Historical data: Annual market returns and CPI inflation 1928–2025, five asset classes (AU shares, US equities, international equities, bonds/fixed income, cash); publicly available long-run data series.
Portfolio: APRA MySuper average allocation (June 2025): 23% AU shares, 19% US equities, 21% international equities, 31% bonds/fixed income, 6% cash.
Returns: Nominal returns deflated by annual CPI to real terms. All income targets and figures in 2026 dollars.
Fees: Investment management 0.5% p.a.; administration $52/yr + 0.10% of balance capped at $350/yr; indirect cost ratio 0.08% p.a.
Planning horizon: All scenarios terminate at age 92 — matching ASFA's published methodology. Age 67 = 25 years; age 65 = 27 years; age 60 = 32 years.
Age Pension: Applied annually from age 67 under the Centrelink assets test. Rate recalculated each year based on remaining super balance. No other assessable assets modelled. Singles: nil partner assets. Couples: combined balance, couple pension rates.
Profiles: Single homeowner; couple (both homeowners); no other assessable assets; no preservation age constraint (all scenarios age 60+).
Income target: ASFA Retirement Standard, March quarter 2026. Income held constant in real terms.

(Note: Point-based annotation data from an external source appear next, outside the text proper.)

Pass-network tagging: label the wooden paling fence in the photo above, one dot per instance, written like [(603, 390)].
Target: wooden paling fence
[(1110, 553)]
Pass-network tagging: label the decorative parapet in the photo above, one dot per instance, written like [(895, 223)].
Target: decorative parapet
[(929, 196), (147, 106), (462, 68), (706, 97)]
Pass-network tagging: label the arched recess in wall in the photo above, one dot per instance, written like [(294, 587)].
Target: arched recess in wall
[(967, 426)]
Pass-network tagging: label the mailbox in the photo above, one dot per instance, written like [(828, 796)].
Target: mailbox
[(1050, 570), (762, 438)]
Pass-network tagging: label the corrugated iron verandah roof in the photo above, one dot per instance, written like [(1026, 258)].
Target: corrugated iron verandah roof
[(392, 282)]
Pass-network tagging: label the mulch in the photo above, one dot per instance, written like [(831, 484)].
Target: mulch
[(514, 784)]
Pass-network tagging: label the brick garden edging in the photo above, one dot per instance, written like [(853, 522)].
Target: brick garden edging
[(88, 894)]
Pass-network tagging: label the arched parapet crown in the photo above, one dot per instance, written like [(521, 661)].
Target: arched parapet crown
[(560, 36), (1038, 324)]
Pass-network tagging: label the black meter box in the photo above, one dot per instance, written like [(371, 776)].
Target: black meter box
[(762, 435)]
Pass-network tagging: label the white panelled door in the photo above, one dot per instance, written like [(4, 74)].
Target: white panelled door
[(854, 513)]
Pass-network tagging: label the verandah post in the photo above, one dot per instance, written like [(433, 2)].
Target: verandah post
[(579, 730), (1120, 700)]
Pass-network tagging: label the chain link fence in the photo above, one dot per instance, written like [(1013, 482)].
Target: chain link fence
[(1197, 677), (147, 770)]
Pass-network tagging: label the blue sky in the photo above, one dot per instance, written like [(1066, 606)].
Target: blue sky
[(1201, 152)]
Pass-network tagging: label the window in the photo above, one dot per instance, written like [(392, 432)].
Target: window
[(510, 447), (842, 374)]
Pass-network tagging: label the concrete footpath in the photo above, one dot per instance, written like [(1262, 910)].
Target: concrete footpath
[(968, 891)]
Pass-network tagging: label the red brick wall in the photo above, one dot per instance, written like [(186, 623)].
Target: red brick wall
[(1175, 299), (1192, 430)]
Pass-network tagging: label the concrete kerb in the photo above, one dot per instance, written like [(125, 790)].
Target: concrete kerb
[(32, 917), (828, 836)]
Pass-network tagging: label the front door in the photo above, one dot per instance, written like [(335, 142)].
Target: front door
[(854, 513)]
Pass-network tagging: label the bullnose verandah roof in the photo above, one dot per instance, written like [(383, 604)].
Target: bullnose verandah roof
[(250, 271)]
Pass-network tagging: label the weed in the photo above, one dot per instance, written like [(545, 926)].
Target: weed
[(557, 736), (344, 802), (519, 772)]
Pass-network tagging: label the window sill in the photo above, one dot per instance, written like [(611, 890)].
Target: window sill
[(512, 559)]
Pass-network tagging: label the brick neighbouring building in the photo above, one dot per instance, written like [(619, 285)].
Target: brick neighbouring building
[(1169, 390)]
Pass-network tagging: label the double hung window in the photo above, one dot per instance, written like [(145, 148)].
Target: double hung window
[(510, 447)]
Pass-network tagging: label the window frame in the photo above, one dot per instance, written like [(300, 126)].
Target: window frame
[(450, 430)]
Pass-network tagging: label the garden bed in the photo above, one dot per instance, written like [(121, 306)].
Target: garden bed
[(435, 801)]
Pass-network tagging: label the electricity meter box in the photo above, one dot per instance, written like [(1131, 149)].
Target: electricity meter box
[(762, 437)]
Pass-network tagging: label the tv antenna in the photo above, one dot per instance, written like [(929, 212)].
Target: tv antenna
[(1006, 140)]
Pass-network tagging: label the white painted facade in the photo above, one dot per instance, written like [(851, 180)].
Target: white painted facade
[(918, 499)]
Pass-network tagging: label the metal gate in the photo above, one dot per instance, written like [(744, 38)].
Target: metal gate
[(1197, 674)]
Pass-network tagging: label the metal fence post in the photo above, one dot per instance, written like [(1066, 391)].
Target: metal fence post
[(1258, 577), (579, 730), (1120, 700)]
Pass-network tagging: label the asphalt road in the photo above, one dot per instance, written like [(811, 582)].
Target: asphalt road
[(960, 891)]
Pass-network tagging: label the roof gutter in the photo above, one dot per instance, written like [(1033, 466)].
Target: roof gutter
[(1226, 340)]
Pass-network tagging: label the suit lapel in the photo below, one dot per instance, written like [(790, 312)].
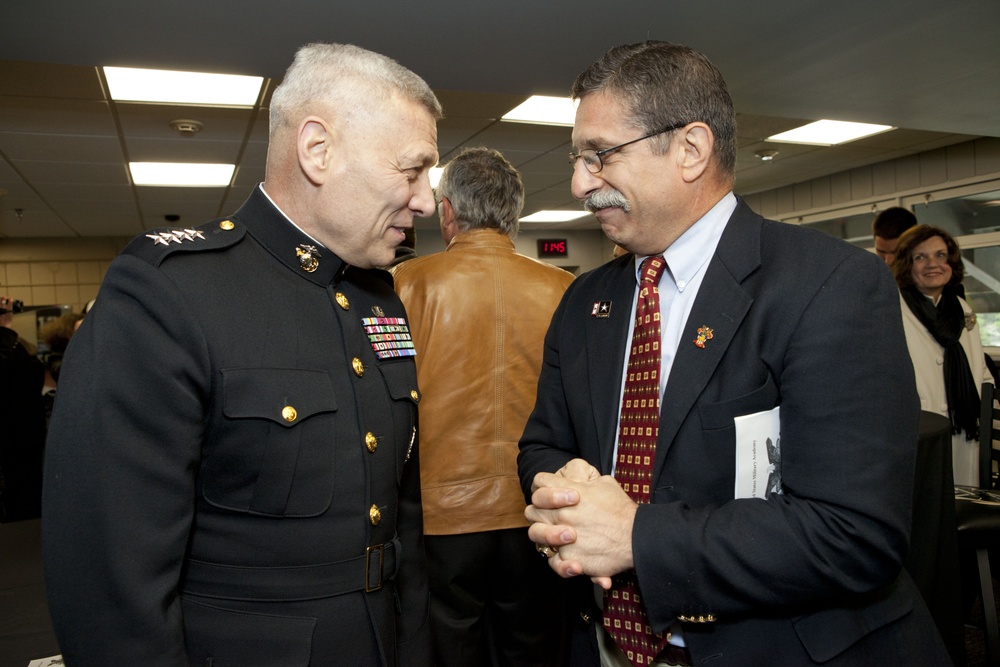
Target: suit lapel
[(606, 352), (721, 305)]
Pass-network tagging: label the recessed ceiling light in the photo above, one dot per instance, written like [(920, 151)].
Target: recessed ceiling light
[(543, 110), (554, 216), (180, 174), (128, 84), (829, 133), (435, 175)]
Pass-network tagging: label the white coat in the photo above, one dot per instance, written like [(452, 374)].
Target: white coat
[(928, 366)]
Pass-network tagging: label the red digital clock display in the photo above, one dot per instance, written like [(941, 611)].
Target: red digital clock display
[(551, 247)]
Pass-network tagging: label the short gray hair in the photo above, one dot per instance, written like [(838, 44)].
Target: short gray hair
[(484, 189), (345, 73), (662, 84)]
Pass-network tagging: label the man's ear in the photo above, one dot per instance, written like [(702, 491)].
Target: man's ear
[(449, 226), (697, 144), (315, 149)]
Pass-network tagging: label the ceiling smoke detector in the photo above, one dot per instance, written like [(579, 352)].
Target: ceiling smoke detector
[(186, 127)]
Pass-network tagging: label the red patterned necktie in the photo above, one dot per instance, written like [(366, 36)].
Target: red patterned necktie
[(624, 614)]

Method: Binary search for the minimum starting balance at which the target income is sustainable in each historical sequence; results sorted; median = 50th percentile, p10 = 10th percentile.
Periods tested: 66–73 valid historical start years per scenario, depending on horizon (e.g. age 67, 25-year horizon: start years 1928–2000 = 73 periods).
Not modelled: Rent/housing costs (homeowner assumed); healthcare beyond standard living expenses; SMSF costs; non-super assets; partner age differences for couples; transition-to-retirement strategies; estate planning.
These are population benchmarks. Your number is different.
Couple status, homeownership, other assets, exact retirement age, and market timing all shift the outcome materially. The Advanced Calculator models your specific situation against the same 73 historical sequences.
General information only. This report is produced by SuperCalc Pro for educational and research purposes. It is not personal financial product advice and does not take into account your individual circumstances. The figures are simulation outputs using fixed assumptions; actual outcomes will differ. SuperCalc Pro does not hold an Australian Financial Services Licence. Before making retirement decisions, consult a licensed financial adviser.